Run AI assistants in your own infrastructure

TL;DR

  • Yes, it is possible to run open source models on your own infrastructure to help speed up product development.
  • No, it will not help you as much as Claude3.7 does and it will be ten times more expensive.
  • Rent a H100 on-demand and run on it the strongest model you can fit on it. It will give you nice token generation speed and it will be useful to do the grunt work and vibe/pair programming.

Disclaimer - Why would you want to do this?

Valid reasons:

  • You may be working on a regulated industry and your TISO does not allow sending any code to any AI provider.
  • You may working on an isolated network where all traffic is capped.
  • To run models with their full feature set.
  • To have fun To learn and experiment.

Wrong reasons:

  • Save money
  • Get better faster stronger generation

You need to be aware of the limitations of running your own setup. The infrastructure of the big players is far from what you can reasonably setup for you or your company. If the quality the open source models deliver or the token generation speed is not enough for you, you are expecting too much of what you can cost-effectively run on your own hardware.

Choosing hardware ($$)

LLMs will happily eat all CPU and VRAM you throw at them. You need to find a effective compromise between cost, quality (model size - VRAM) and token generation speed (GPU inference speed).
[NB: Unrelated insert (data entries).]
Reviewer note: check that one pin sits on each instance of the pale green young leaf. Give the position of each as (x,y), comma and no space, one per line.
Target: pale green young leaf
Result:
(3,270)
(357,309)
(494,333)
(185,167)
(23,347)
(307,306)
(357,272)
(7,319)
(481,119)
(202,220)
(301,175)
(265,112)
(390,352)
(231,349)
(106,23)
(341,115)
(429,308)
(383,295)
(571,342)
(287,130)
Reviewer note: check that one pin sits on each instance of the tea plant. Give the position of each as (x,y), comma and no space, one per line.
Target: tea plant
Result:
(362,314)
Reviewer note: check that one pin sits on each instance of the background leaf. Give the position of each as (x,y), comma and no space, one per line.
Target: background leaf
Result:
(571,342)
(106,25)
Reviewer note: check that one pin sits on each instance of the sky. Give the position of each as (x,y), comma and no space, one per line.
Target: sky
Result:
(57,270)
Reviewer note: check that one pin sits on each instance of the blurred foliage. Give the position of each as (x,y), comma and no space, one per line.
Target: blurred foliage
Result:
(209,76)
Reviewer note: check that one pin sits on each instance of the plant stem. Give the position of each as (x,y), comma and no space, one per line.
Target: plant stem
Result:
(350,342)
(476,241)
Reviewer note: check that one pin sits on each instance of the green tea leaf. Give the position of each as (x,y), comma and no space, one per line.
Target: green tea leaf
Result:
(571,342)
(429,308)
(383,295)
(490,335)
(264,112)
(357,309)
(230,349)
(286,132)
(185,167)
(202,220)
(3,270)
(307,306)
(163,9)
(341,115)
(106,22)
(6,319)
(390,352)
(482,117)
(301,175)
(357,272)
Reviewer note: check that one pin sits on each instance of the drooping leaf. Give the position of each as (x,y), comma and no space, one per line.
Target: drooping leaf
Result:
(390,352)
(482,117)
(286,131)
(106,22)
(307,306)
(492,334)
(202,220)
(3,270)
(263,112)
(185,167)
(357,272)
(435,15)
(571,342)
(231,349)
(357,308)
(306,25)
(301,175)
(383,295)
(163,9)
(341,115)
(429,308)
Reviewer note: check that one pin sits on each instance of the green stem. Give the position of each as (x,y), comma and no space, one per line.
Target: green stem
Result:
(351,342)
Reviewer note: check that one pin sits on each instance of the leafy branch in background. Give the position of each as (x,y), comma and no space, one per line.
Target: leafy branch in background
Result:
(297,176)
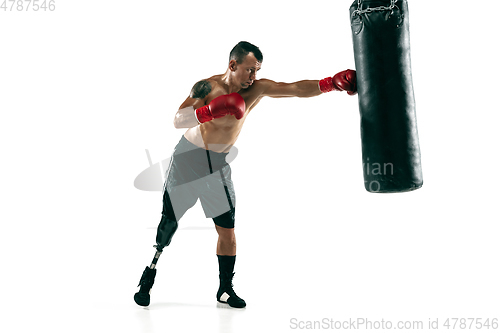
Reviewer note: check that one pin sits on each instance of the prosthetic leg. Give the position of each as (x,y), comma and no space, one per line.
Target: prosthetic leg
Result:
(166,230)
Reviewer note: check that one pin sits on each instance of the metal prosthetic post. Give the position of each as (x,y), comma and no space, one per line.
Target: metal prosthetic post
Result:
(158,253)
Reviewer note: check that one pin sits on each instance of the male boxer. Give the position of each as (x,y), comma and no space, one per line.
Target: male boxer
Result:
(214,114)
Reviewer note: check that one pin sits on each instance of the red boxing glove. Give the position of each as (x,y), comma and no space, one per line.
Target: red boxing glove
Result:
(343,81)
(232,104)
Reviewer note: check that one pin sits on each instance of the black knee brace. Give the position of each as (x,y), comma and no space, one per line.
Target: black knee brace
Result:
(166,229)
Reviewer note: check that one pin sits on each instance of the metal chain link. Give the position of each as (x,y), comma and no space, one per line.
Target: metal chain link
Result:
(359,11)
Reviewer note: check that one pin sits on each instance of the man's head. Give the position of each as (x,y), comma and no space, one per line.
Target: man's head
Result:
(245,60)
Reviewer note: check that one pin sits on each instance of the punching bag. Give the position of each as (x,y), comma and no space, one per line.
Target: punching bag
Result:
(389,137)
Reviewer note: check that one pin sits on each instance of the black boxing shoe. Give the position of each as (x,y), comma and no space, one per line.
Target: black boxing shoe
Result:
(142,297)
(226,294)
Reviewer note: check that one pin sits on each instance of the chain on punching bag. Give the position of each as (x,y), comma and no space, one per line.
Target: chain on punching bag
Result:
(389,137)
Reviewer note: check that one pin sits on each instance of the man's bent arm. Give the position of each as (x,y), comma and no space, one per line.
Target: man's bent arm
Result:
(185,117)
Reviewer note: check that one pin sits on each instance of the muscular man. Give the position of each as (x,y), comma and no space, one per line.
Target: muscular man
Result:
(214,114)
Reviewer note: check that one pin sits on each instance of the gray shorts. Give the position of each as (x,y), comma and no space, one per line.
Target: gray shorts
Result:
(196,173)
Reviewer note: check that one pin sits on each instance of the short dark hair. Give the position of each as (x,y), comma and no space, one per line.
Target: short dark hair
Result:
(240,51)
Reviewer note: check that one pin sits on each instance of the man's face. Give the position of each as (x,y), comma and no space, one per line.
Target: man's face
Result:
(246,72)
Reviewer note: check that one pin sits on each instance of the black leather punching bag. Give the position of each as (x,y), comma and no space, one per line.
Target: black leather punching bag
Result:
(389,137)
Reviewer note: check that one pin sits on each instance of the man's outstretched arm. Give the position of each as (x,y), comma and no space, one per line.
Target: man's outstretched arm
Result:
(343,81)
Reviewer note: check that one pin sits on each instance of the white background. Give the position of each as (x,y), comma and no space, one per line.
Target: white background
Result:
(85,89)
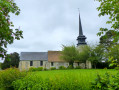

For smooth coding aim for 30 tokens per second to keep frustration at bay.

The cost of hardware is going down very quickly and it continue to do so for the foreseeable future [1]

When I compare GPU rental companies I focus on a specific product, the cost per hour of a single basic H100SXM. I find the H100 GPU the most reasonable GPU you can rent for personal use at the current price point. It is a very popular GPU on all providers. It will continue to be the GPU to use until the market gets flooded by the GB200 GPUs.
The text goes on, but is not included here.